Machine learning (ML) applications in endocrinology have expanded rapidly over the past two decades, with thyroid-related research dominating the field, according to a comprehensive narrative review published in Endocrine.
The authors, led by Alicja Hubalewska-Dydejczyk, MD, who chairs the department of endocrinology at Jagiellonian University Medical College, Kraków, Poland, identified 1,130 original studies published between January 2000 and December 2024 that applied ML methods to non-diabetic endocrine disorders, highlighting growing use in imaging, risk prediction, and treatment-response modeling, alongside persistent limitations in validation and clinical implementation.
The investigators used PubMed to search for English-language, full-text original research using ML techniques in thyroid, pituitary, adrenal, and parathyroid diseases. They excluded diabetology-focused studies because of prior extensive coverage. Included studies spanned imaging-based ML, radiomics, electronic health record analyses, and molecular and omics-based modeling.
Of the 1,130 analyzed studies, the majority were related to thyroid diseases (68%), followed by pituitary disorders (20%), adrenal disorders (7%), and parathyroid diseases (5%). Most studies were retrospective and single center.
Thyroid disorders
ML was most frequently applied to ultrasound-based evaluation of thyroid nodules. Several deep learning models demonstrated diagnostic performance comparable to or exceeding expert radiologists. In multicenter work cited in the review, a deep learning system reduced unnecessary fine-needle aspiration biopsies by 27% while maintaining diagnostic accuracy.
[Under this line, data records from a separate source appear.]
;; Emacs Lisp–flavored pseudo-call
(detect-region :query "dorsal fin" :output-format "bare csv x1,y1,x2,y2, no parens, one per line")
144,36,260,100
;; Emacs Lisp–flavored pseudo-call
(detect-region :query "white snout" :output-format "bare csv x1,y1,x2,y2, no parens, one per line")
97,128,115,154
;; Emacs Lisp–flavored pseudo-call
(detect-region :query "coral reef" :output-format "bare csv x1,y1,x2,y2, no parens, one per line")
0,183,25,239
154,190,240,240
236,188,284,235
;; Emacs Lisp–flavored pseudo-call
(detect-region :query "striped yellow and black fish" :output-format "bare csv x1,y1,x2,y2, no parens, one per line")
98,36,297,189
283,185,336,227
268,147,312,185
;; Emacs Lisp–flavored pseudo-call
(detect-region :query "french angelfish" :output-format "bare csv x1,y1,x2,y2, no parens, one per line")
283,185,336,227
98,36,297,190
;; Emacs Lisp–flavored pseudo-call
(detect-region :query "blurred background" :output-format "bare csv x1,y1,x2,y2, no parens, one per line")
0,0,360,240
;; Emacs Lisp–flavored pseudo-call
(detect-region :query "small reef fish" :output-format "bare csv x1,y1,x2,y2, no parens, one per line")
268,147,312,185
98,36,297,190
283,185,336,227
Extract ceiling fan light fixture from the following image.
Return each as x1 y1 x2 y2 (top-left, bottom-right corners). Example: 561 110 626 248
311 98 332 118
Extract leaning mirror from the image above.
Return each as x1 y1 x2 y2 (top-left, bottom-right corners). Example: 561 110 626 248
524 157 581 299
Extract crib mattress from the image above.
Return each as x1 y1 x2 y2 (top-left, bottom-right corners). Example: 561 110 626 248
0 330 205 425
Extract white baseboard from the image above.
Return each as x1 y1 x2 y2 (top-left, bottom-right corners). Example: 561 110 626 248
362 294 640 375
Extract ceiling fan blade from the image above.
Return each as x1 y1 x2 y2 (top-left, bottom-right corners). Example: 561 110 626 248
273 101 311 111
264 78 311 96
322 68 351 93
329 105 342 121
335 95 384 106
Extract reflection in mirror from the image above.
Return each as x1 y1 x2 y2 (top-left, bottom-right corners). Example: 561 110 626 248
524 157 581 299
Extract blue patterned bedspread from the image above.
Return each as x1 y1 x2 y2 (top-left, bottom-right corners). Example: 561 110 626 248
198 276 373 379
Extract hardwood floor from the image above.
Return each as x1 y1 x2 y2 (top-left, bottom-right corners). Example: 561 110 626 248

ML models also showed high performance in malignancy prediction, lymph node metastasis detection, and molecular risk stratification, including prediction of BRAFV600E mutations. In cytology, combined refractive index and stained-image ML analysis achieved up to 100% accuracy in distinguishing benign from malignant samples in small studies.
Pituitary disorders
In pituitary imaging, ML-based radiomics differentiated cystic pituitary adenomas from Rathke cleft cysts with an area under the curve (AUC) of 0.848. Texture-based ML models predicted response to first-generation somatostatin receptor ligands in acromegaly with AUC values of 0.847. Postoperative outcome prediction models, including remission, hypopituitarism, hyponatremia, and diabetes insipidus, were also reported, mostly using preoperative imaging and clinical variables.
Adrenal disorders
Although fewer in number, adrenal ML studies showed high diagnostic performance in selected applications. Radiomics-based ML differentiated lipid-poor adenomas from malignant lesions and pheochromocytomas, with some models achieving AUC values above 0.94. In primary aldosteronism, ML-based clinical scoring systems exceeded 90% sensitivity and could reduce unnecessary screening tests by up to 32.7% without missing surgically curable cases. Steroid profiling combined with ML classified adrenal tumor subtypes with balanced accuracies as high as 97%.
Parathyroid disorders
ML applications in parathyroid disease focused on improving detection and surgical outcomes. Deep learning applied to fluorocholine PET/CT identified hyperfunctioning parathyroid tissue with 83% detection accuracy. Intraoperative ML-assisted imaging techniques achieved sensitivities up to 100% and specificities above 90% for parathyroid identification. A random forest model predicting postoperative hypocalcemia after thyroidectomy reached an AUC of 0.928 in validation cohorts.
Limitations
The authors noted recurring limitations across subspecialities, including lack of model transparency, data imbalance, small sample sizes, and heavy reliance on retrospective designs. External validation and standardized reporting were infrequent. The concentration of studies in thyroid disease underscores a research imbalance that may limit ML-driven advances in rarer endocrine disorders.
“Like in other medical fields, in endocrinology there is a need for high-quality, well-designed ML-based research,” the authors noted. “Validation of ML models and integration into clinical practice demands attention and careful supervision of specialists. Interdisciplinary collaboration between healthcare professionals, data scientists and AI experts is crucial in realizing the full potential of this technology. In this way, despite challenges, ML technology might provide remarkable benefits to the endocrine field.”
The authors reported having no relevant conflicts.